Our pore finding algorithm is an effective method to describe pore size distribution. Because ICS amplitude decreases with an increase in fiber density we were able to compare the pore size results with ICS. We found a correlation between the mean pore size and the ICS amplitude. This has been validated with our simulations as well as our SHG image data. Pore size of our microscopy data was at the lower range of the simulated data where it is more difficult to observe a change, however we still found a good correlation coefficient. In order for the ICS amplitude to correlate with pore size it was important to correct the images for nonuniform system response and to threshold our data.

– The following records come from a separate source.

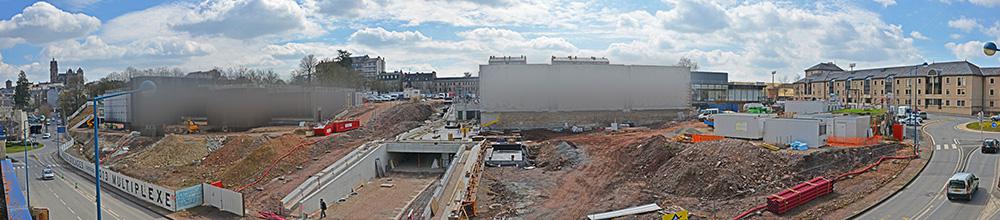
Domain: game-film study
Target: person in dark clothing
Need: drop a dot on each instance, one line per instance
(322, 208)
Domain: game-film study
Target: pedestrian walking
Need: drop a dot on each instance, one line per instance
(322, 208)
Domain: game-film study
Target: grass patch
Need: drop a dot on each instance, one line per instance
(857, 111)
(986, 126)
(17, 147)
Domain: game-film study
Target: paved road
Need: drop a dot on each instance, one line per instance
(71, 194)
(955, 150)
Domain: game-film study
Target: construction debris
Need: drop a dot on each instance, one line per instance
(605, 171)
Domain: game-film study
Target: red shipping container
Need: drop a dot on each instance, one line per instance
(322, 131)
(799, 194)
(343, 126)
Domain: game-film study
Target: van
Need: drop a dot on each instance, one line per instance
(962, 186)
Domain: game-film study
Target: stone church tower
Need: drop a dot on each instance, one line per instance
(53, 71)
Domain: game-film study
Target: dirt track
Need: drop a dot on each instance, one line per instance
(714, 180)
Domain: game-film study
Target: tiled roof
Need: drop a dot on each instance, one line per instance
(945, 69)
(825, 66)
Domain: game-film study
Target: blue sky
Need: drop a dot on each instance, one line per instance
(749, 39)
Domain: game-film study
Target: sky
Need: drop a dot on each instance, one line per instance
(748, 39)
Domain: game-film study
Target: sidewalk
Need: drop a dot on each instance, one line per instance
(903, 179)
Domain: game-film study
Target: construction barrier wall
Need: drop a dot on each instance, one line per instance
(160, 196)
(189, 197)
(782, 131)
(140, 190)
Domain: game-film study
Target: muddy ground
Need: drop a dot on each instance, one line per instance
(580, 174)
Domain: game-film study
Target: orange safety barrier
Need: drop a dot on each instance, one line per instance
(705, 137)
(853, 141)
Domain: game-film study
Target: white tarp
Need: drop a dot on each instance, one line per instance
(224, 199)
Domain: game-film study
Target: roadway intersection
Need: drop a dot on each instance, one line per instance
(71, 194)
(955, 150)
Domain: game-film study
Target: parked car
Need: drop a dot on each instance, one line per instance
(48, 174)
(991, 145)
(912, 120)
(705, 113)
(962, 186)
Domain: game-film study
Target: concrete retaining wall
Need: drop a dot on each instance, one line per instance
(544, 120)
(368, 166)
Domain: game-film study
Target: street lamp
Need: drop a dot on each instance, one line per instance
(145, 87)
(990, 48)
(913, 104)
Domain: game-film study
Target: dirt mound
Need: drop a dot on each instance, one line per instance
(563, 155)
(619, 170)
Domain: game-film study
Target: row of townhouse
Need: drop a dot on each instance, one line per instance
(956, 87)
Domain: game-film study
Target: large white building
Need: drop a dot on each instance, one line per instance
(580, 91)
(368, 66)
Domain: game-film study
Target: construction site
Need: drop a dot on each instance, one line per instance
(263, 163)
(644, 157)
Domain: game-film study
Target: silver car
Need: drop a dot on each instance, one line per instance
(48, 174)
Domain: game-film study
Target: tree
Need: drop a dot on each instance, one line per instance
(307, 66)
(687, 62)
(21, 96)
(332, 73)
(344, 59)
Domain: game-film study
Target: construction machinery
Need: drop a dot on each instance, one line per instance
(192, 127)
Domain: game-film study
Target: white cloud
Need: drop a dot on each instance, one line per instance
(43, 23)
(244, 19)
(988, 3)
(964, 24)
(766, 36)
(378, 37)
(80, 4)
(694, 16)
(886, 3)
(966, 51)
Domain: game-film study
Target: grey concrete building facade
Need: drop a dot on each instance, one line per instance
(524, 96)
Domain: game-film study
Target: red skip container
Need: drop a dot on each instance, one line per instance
(799, 194)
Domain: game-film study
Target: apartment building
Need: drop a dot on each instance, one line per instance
(958, 87)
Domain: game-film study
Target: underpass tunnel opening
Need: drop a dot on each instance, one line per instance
(419, 162)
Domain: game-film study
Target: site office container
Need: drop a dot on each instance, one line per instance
(803, 193)
(336, 127)
(781, 131)
(741, 125)
(805, 107)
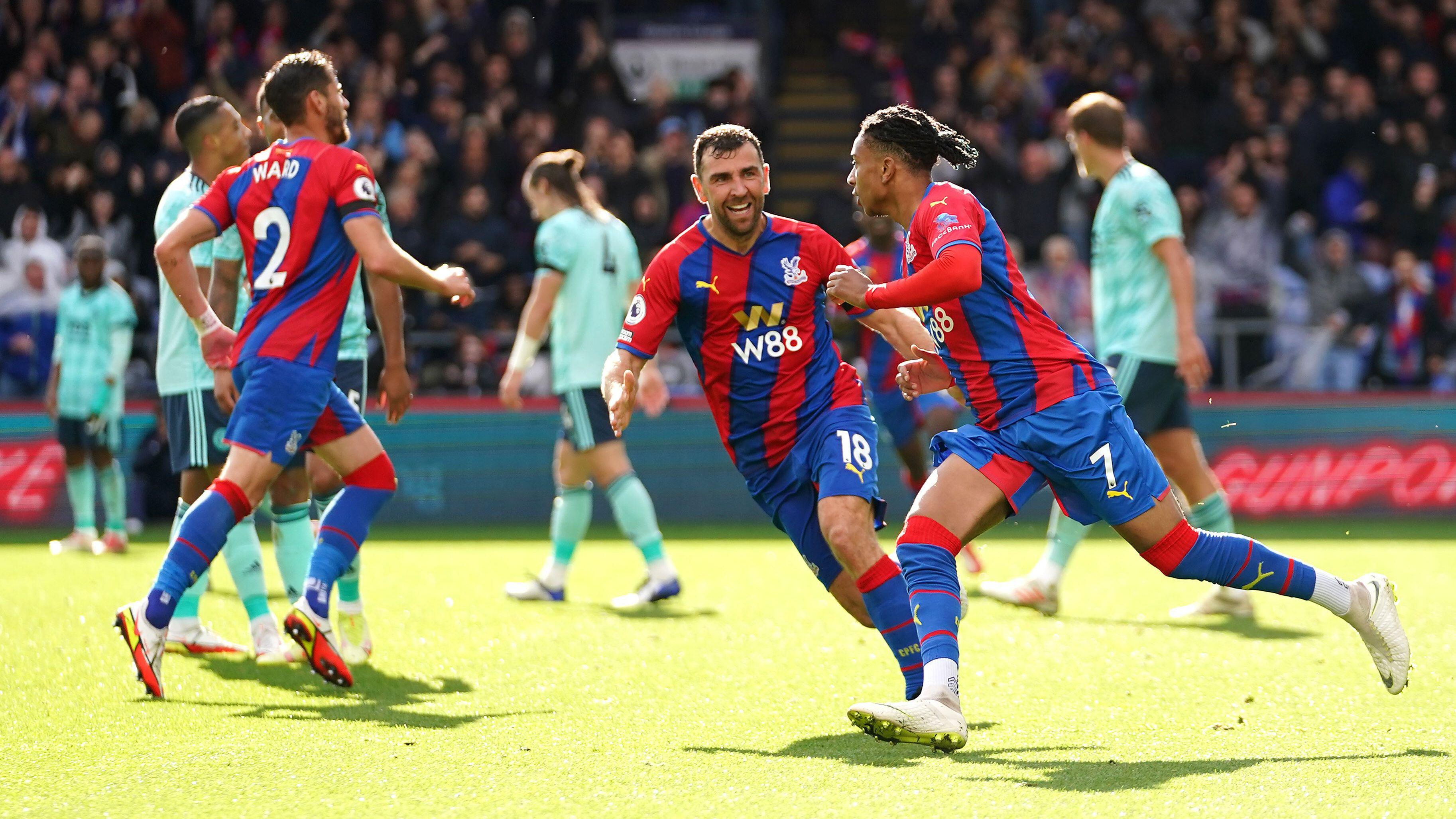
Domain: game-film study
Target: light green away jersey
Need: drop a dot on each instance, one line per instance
(1132, 304)
(83, 327)
(180, 359)
(354, 337)
(600, 263)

All our analysis was conducted on two dimensional images. The ACF and the Gaussian fit can be expanded to three dimensions. Similarly the pore finding algorithm can be expanded with a third dimension. While analysis with a third dimension will not change the ability to assess fiber diameter, it would affect predicted fiber length. In confocal microscopy the resolution along the optical axis is about three times worse than the planar resolution which allows estimating fibers’ lengths even when they are at oblique angles in respect to the measurement plane, however their length is underestimated. When comparing microscopy images in Fig. 3 with the simulated images in Fig. 4 one can observe that fibers can exhibit tapering towards the end as well as splaying. Our line algorithm does not simulate these characteristics but it is likely that they lead to an underestimation of fiber length.

We can conclude that the structural properties of collagen fibers have been evaluated with Image Correlation Spectroscopy and we have shown that ICS parameters correlate with fiber width, length, average orientation and pore size of simulated fiber networks. Pore size calculations were verified on collagen I hydrogels and showed good correlation.